# Home Theater Rooms: Show and Tell



## freaksavior (Jun 1, 2011)

Show what you own/have and your home theater room. I mean actually home theater equipment, not pc speakers used as 5.1 on your tv. 
































im about 5'9" so thats a good idea of the height of the speakers. 

A few things have changed since the pictures were taken.

The side speakers were moved up another 2' so they are exactly 54" off the ground.
The xbox is gone, there is a PS3 under the xbox shelf and there is no dish reciever anymore.

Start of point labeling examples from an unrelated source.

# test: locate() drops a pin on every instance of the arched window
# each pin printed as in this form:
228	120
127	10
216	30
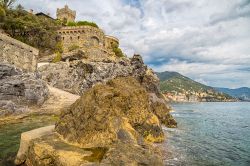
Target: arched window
95	41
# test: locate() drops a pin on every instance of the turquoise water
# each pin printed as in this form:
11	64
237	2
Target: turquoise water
10	135
209	134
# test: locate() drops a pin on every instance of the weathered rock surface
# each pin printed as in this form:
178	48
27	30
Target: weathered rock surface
80	75
111	124
51	150
105	112
18	90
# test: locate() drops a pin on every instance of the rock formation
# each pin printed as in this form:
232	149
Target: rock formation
18	90
111	124
80	75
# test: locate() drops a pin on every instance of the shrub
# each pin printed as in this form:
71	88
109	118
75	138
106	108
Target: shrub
117	50
57	58
73	47
71	24
59	47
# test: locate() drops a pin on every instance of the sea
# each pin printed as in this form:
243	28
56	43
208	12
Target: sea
208	134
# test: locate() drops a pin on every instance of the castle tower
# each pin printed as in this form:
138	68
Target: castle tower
65	14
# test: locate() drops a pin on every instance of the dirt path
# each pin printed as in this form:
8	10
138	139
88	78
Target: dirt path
58	99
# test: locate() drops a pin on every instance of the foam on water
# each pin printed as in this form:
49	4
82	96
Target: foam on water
209	134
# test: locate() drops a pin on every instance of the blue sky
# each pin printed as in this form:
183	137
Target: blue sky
206	40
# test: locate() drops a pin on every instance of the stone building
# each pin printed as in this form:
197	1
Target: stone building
86	37
17	53
65	14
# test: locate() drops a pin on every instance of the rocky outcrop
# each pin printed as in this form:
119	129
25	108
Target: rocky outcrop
80	75
49	149
111	124
105	112
18	90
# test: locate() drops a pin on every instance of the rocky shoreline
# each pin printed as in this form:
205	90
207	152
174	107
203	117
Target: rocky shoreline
115	121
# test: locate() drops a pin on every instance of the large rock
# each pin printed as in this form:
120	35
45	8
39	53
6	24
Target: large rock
18	90
97	118
50	150
80	75
111	124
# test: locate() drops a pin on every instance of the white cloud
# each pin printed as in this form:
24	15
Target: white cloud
206	38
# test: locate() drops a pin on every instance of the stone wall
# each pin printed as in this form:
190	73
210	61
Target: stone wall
17	53
85	37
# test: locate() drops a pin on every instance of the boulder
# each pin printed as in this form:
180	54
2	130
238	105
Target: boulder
78	76
50	150
113	123
18	89
121	107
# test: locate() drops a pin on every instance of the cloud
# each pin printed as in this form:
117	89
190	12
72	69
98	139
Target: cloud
205	40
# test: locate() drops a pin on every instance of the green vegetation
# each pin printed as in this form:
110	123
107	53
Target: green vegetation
37	31
73	47
2	14
173	82
97	154
117	50
57	58
82	23
6	3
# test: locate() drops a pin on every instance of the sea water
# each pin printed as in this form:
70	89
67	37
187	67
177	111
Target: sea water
209	134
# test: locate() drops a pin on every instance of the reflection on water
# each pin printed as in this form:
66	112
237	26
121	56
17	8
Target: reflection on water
209	134
10	135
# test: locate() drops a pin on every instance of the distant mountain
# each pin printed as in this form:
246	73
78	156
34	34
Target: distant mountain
240	93
177	87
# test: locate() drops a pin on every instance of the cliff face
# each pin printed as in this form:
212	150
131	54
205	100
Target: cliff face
111	124
103	112
120	111
19	90
80	75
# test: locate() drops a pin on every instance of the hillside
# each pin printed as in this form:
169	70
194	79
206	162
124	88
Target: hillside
240	93
177	87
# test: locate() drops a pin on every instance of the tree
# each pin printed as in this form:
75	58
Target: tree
19	7
7	3
2	14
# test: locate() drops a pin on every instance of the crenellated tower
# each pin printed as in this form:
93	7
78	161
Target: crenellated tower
66	14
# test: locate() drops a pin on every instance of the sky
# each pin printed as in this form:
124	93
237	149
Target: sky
206	40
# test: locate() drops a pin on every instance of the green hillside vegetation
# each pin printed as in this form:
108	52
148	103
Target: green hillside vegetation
37	31
175	83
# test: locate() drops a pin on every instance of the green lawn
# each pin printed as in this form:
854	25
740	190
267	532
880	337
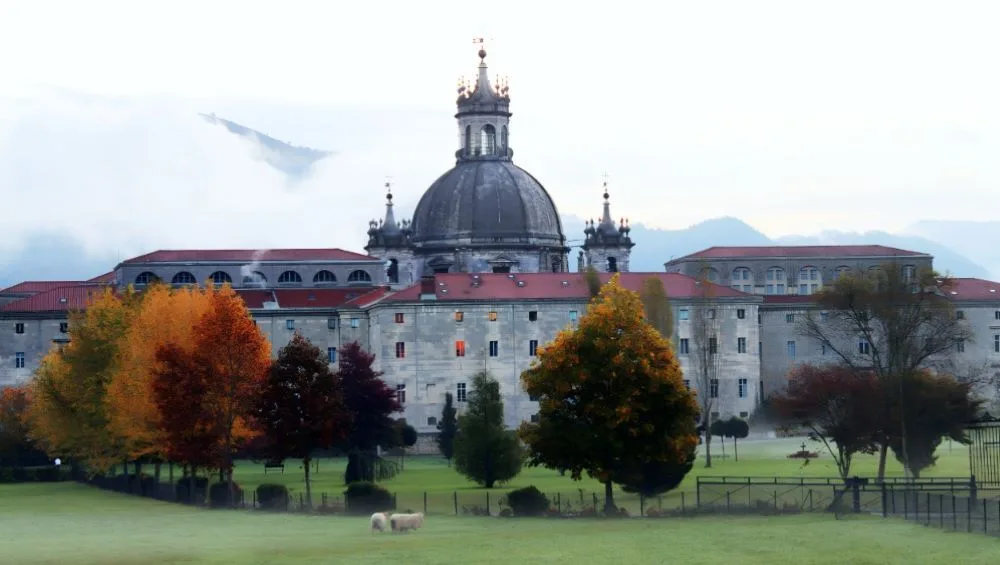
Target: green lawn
70	524
431	475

I have my pc hooked into my TV and it sits in the far right corner. Pics if wanted.

My list:
Origianl 20gb PS3 with 120gb hard drive
Xbox 360 Elite (newest revision, not slim though)
v1 wii softmodded with 320gb ext. hard drive
PC - specs in sp under 0 Kelvin 5.0 
Amp - Pioneer Elit TXH 01
TV - Samsung LN650A 40"
Speakers 
Klipsch WF-35 Floor Speakers 
Klipsch VS-14 Surround Speakers
Klipsch WC-24 Center Speaker
Definitive Technology SuperCube III


I did not see a thread like this setup already in the Audio/video area so if there is then please close/delete this and point me in the right direction.


----------



## slyfox2151 (Jun 2, 2011)

Love the subwoofer 



total cost of the audio setup?


----------



## sneekypeet (Jun 2, 2011)

I thought we already had this thread, just not in the new section.


----------



## freaksavior (Jun 2, 2011)

slyfox2151 said:


> Love the subwoofer
> 
> 
> 
> total cost of the audio setup?



It was about $6500 iirc 

Not sure if you are being sarcasting about the subl, but it's a good woofer for how small it is. 



sneekypeet said:


> I thought we already had this thread, just not in the new section.



If we do then this can be closed and point me in the direction of the other thread.


----------